Monday 23 February 2015

The therapist's habitual position

Morit Heitzler will soon be running a workshop in Oxford on the topic of "The therapist's habitual position".


Traditionally, when we describe a therapist's way of working, we think about theory and technique:
• what kind of concepts, models and theoretical framework underpins the approach?
• and what kind of interventions and therapeutic responses flow from this?

In simple terms: the theory is what I THINK about as a therapist, and technique is what I DO in response to the client.

However, this way of thinking about our work does not do justice to the roots and the essence of our work. It is a way of thinking borrowed from science and the ‘medical model’: it is not different from a doctor, who uses their scientific medical knowledge to examine, diagnose and administer a treatment to a patient.

The more we think about therapy as an intersubjective two-person encounter in which the quality of relationship is what matters, the more we recognise that the therapist's being - their underlying relational presence and stance - is a third significant factor alongside theory and technique.

What determines the therapist's implicit relational stance is a complex mixture of the therapist's own wounds, biography and background as well as their therapeutic training(s) and their own therapeutic process.

Just as people in general have habitual relational styles and patterns, therapists have habitual therapeutic positions (which we can think of as 'habitual countertransference' - attitudes on the part of the therapist which they take on as soon as they enter the therapeutic position, irrespective of the particular client in front of them).
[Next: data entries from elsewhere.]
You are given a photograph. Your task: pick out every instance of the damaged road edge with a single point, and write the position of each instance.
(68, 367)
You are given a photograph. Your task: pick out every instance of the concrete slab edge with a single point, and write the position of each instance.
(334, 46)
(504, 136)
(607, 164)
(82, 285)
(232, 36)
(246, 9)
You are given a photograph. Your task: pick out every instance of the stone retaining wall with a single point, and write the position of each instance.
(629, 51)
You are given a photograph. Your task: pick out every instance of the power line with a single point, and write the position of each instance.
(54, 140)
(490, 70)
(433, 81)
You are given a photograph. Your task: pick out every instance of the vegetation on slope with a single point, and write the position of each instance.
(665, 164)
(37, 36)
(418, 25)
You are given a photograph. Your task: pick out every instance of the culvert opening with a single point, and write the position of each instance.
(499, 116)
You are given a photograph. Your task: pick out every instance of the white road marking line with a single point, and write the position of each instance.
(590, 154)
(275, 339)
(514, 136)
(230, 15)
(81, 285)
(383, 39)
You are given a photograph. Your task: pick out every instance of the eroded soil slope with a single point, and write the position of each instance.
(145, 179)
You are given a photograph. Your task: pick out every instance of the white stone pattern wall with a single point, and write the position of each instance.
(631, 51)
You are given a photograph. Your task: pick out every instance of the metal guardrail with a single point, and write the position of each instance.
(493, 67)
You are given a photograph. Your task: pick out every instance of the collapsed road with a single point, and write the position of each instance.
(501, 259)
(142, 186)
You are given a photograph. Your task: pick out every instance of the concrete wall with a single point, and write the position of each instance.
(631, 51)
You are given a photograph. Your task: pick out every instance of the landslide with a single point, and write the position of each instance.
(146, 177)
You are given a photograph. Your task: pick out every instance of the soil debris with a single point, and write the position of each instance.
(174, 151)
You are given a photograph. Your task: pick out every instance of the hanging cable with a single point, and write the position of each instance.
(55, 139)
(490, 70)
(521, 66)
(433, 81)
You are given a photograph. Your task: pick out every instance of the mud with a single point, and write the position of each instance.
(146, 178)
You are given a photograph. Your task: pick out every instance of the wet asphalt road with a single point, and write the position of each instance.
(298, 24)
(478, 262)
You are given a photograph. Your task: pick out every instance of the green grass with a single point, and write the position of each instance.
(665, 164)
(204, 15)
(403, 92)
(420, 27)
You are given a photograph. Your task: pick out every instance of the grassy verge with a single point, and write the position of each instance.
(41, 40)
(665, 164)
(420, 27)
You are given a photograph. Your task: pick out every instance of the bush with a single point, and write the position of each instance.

It is the therapist's habitual position which generates a particular therapeutic space - an atmosphere which may be more or less conducive, more or less transformative, depending on the client's character.
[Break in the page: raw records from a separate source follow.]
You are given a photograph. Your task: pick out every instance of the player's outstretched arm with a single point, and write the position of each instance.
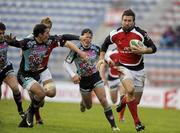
(73, 47)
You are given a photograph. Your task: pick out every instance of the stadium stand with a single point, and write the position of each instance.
(71, 16)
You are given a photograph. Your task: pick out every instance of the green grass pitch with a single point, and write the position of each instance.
(66, 118)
We can think about the therapist's habitual position in terms of certain stereotypes (the fairy godmother, the wise man, the stern interpreter, the challenger, the witness, the advocate, the doctor, etc), or in terms of the basic relational modalities or different kinds of therapeutic relatedness.

Most impasses in therapy and most breakdowns in the working alliance involve the therapist's habitual position somehow, and it is therefore an important and worthwhile focus for exploration for every reflective practitioner.